Visual localization plays an essential role in Unmanned Aerial Vehicle (UAV) tasks such as delivery, seed sowing, etc. Typically for these tasks, the majority of the travel is composed of fixed, point-to-point routes. Therefore if we make it possible to collect good-quality data with just one manual pre-flight on the routes, and learn a data-driven re-localization module requiring only images, then we can effectively leverage the few expensive high-end UAVs and the large quantity of regular UAVs. This will bring great autonomy to the regular UAVs and be much more economical in large-scale deployment.

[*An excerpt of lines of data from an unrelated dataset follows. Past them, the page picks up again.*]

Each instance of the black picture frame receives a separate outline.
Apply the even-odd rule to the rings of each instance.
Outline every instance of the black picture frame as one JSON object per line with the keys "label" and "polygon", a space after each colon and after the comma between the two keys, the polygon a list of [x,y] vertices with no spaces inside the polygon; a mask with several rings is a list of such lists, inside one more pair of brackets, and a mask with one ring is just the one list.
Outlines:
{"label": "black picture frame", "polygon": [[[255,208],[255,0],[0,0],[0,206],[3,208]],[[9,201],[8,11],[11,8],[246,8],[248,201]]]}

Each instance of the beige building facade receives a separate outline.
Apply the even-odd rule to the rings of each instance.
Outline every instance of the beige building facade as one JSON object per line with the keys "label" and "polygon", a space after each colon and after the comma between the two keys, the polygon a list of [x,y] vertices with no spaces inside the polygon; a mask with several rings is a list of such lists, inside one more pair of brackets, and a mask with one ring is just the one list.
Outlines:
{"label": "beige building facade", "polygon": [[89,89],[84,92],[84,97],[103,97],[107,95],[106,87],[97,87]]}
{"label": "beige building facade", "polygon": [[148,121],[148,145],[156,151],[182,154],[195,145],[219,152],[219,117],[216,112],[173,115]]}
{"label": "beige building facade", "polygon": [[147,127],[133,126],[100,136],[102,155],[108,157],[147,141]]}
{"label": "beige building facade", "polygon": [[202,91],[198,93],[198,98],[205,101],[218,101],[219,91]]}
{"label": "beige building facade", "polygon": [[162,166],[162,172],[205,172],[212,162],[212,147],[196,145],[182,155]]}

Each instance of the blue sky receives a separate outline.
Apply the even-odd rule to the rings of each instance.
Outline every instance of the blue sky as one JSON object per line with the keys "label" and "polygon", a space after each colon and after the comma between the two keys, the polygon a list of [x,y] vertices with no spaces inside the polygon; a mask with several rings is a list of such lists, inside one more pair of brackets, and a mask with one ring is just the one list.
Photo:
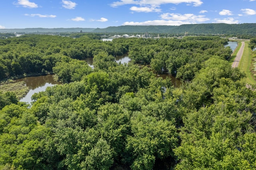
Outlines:
{"label": "blue sky", "polygon": [[0,28],[256,23],[256,0],[2,0]]}

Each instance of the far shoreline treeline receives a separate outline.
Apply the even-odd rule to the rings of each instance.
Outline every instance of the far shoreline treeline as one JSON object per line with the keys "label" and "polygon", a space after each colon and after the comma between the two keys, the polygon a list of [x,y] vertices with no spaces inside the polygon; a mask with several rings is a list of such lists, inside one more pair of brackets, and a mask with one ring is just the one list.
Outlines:
{"label": "far shoreline treeline", "polygon": [[98,32],[98,33],[144,33],[192,34],[217,34],[250,35],[256,34],[256,23],[241,24],[200,24],[174,26],[122,26],[106,28],[28,28],[24,29],[2,29],[1,33],[43,32]]}

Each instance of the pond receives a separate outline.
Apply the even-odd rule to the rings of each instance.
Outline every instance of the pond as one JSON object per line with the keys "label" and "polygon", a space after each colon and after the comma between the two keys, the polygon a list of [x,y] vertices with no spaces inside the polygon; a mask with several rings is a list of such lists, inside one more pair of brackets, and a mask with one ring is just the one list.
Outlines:
{"label": "pond", "polygon": [[[120,62],[121,64],[127,63],[130,60],[130,59],[128,57],[128,54],[118,56],[116,58],[116,62],[118,63]],[[93,68],[93,58],[87,58],[85,61],[90,67]],[[30,103],[32,101],[31,97],[34,93],[44,91],[48,87],[53,86],[56,84],[61,84],[60,83],[54,81],[53,76],[53,75],[48,75],[40,76],[29,77],[16,80],[17,81],[24,81],[26,83],[26,86],[30,89],[26,96],[21,99],[20,101]],[[179,80],[176,79],[175,77],[169,74],[163,74],[158,75],[157,76],[161,77],[164,79],[167,77],[170,77],[172,79],[172,84],[176,87],[180,87],[181,84]]]}
{"label": "pond", "polygon": [[53,86],[54,85],[60,84],[54,80],[53,75],[48,75],[40,76],[28,77],[18,79],[17,81],[24,81],[25,85],[30,90],[28,94],[20,101],[30,103],[32,101],[31,97],[35,93],[44,91],[48,87]]}
{"label": "pond", "polygon": [[[116,62],[117,63],[121,62],[121,64],[124,63],[128,63],[129,61],[131,61],[131,59],[128,57],[128,54],[124,54],[122,55],[118,55],[116,57]],[[87,58],[84,60],[88,63],[88,65],[91,67],[93,68],[93,58]]]}
{"label": "pond", "polygon": [[172,84],[175,87],[180,87],[181,85],[181,81],[180,80],[176,79],[176,78],[168,74],[158,74],[158,77],[160,77],[163,78],[163,79],[165,79],[167,77],[169,77],[172,80]]}
{"label": "pond", "polygon": [[231,49],[232,49],[232,51],[234,52],[236,48],[236,47],[237,47],[237,42],[228,42],[228,44],[225,45],[224,45],[224,47],[230,46]]}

Keep calm and stay light-weight

By keeping the learning phase offline, the UAV only needs the camera images on-the-fly for inference. The re-localization module is a separate approach from conventional visual odometry as a fail-safe plan. Therefore, it should be less susceptible to what conventional odometry fails at, such as drifting and tracking lost, and be able to work in the absence of GPS, network connection, etc. And of course, it should be accurate during pose estimation.

Separate Prediction

We thereby propose 2 methods to achieve such goals. One is to develop a separate localization module. In case of a lost track, this module can independently predict a pose for planning and control, meanwhile help to re-initialize a state for the visual odometry. Because this is an independent prediction, it is safe even when VO loses its tracking entirely.

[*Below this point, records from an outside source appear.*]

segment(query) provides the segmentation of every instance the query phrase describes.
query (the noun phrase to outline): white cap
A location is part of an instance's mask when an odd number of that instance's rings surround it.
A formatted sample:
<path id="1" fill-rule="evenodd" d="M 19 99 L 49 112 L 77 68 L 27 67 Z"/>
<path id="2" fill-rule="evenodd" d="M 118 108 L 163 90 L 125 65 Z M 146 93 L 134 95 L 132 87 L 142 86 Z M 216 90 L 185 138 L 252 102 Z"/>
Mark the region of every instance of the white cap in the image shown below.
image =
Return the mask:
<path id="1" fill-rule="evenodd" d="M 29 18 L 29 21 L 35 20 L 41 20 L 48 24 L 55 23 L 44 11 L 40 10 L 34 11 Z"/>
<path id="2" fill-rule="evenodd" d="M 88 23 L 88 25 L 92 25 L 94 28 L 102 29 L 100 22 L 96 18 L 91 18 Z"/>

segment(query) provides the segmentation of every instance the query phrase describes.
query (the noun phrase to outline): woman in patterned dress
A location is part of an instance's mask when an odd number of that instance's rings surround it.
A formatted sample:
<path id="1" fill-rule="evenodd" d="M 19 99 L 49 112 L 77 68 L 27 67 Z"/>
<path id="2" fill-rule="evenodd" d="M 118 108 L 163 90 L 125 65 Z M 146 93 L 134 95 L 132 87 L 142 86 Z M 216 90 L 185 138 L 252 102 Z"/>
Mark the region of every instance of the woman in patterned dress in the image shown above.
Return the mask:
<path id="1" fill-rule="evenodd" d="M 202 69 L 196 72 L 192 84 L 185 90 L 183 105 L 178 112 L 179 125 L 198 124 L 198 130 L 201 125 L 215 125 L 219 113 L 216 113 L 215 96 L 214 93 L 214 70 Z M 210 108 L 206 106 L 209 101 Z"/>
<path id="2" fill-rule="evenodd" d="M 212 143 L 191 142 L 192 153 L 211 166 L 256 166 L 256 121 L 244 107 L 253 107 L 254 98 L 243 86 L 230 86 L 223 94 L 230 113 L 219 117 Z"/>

Soft-RANSAC for Separate Prediction

Our first approach is to develop a separate prediction module, based on scene coordinate regression plus differentiable ransac. Given the input image, the network predicts the corresponding spatial xyz coordinates for the pixels in the input. The output scene coordinates are selected by a soft RANSAC and then go through the PnP algorithm to generate the estimation of the camera pose. From RANSAC we generate a pool of pose estimations, and then we back-project the ground truth scene coordinates into the camera frame to evaluate how well it is aligned with the estimation, and select the best one as the final output.

Pose Correction

Alternatively, we can also train a network which, instead of proposing its own prediction, but rather tries to correct the output of the visual odometry.This approach is more actively engaging with the visual odometry to reduce the possibility of losing a track. It should work better than a separate prediction when visual odometry is only off by a small amount, but may be challenged when VO is off by too much, in which case we can still fall back to a separate prediction.

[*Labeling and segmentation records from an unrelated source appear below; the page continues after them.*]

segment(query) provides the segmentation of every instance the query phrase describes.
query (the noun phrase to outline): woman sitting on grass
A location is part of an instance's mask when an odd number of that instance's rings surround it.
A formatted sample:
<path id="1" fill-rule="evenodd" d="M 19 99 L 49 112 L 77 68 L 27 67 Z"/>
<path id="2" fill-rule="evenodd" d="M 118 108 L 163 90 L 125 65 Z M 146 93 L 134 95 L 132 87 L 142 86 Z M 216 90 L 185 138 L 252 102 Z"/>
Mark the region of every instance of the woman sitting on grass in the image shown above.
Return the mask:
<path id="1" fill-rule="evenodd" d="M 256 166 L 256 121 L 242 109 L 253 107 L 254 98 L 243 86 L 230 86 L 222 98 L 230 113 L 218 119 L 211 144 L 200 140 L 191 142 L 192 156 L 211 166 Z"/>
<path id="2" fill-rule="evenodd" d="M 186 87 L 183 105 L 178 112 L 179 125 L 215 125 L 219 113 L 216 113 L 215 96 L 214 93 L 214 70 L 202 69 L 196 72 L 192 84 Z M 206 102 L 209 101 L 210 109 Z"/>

The Self-Supervised Pipeline of Pose Correction

The input to the network is two images and the ego-motion estimated by a non-learning VO algorithm. The pose correction network will output pose correction, also depth map to guide the reconstruction of images between different frames, and use the reconstructed image to compute the photometric reconstruction loss. The network also outputs an explainability mask to filter out the outlier regions, for instance, moving objects, occlusions, etc. Using photometric reconstruction loss seems more reasonable than just fitting the pose difference.